A simply stated design procedure
- For every table, choose a primary key that is minimal and stable.
- Note foreign keys, adding them if necessary to related tables. Draw relationships between the tables, noting if they are one-to-one or one-to-many. If they are many-to-many, create linking tables.
- Decompose the relations, as needed, to put them in 1NF. Are all fields atomic? Are there any repeating groups?
- Decompose the relations, as needed, to put them in 2NF. Does each table describe a single entity? Are all non-key columns dependent on the full primary key? That is, does the primary key imply all of the other columns in each table? If the table has a compound primary key, then the decomposition should, in general, be guided by breaking the key apart and putting all columns pertaining to each component of the primary key in their own table.
- Decompose the relations, as needed, to put them in 3NF. Are there any computed columns? Are there any mutually dependent non-key columns? Omit computed columns. Eliminate mutually dependent columns by decomposing into maps.
Summary
- A database designed according to the relational model is efficient, predictable, well-performing, self-documenting, and easy to modify.

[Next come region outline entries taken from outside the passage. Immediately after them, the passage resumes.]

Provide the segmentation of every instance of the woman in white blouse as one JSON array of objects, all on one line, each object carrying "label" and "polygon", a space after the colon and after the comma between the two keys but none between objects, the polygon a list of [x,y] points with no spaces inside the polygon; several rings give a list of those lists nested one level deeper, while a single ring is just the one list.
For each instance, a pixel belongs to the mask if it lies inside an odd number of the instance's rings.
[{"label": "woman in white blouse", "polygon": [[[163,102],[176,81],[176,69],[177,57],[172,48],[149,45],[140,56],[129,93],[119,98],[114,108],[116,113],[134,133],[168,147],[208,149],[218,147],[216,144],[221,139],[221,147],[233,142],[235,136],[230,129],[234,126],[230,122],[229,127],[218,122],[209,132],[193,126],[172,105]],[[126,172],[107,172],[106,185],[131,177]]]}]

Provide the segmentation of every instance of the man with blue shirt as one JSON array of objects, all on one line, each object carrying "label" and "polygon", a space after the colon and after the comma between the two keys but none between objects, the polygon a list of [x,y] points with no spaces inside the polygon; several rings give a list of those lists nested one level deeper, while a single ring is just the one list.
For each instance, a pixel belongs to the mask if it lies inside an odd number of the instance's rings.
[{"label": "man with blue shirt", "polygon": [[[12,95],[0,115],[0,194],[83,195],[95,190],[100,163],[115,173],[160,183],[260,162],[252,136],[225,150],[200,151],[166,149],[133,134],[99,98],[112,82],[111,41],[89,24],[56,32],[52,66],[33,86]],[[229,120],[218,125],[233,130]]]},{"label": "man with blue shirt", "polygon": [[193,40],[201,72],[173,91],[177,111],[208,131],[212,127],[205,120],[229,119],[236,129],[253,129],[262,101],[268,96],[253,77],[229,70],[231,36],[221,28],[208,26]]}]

- Every table must have a primary key, which uniquely identifies rows in the table.
- Foreign keys are columns used to reference a primary key in another table.
- You can establish 3 kinds of relationships between tables in a relational database: 1-to-1, 1-to-many, or many-to-many. Many-to-many relationships require a linking table.
- A well-designed database follows the Normal Forms.
- Entity integrity forbids nulls in primary key columns.
- Referential integrity says that the database must not contain any unmatched foreign key values.
Database design is an important aspect of application design. A properly designed databases is a solid foundation for your application.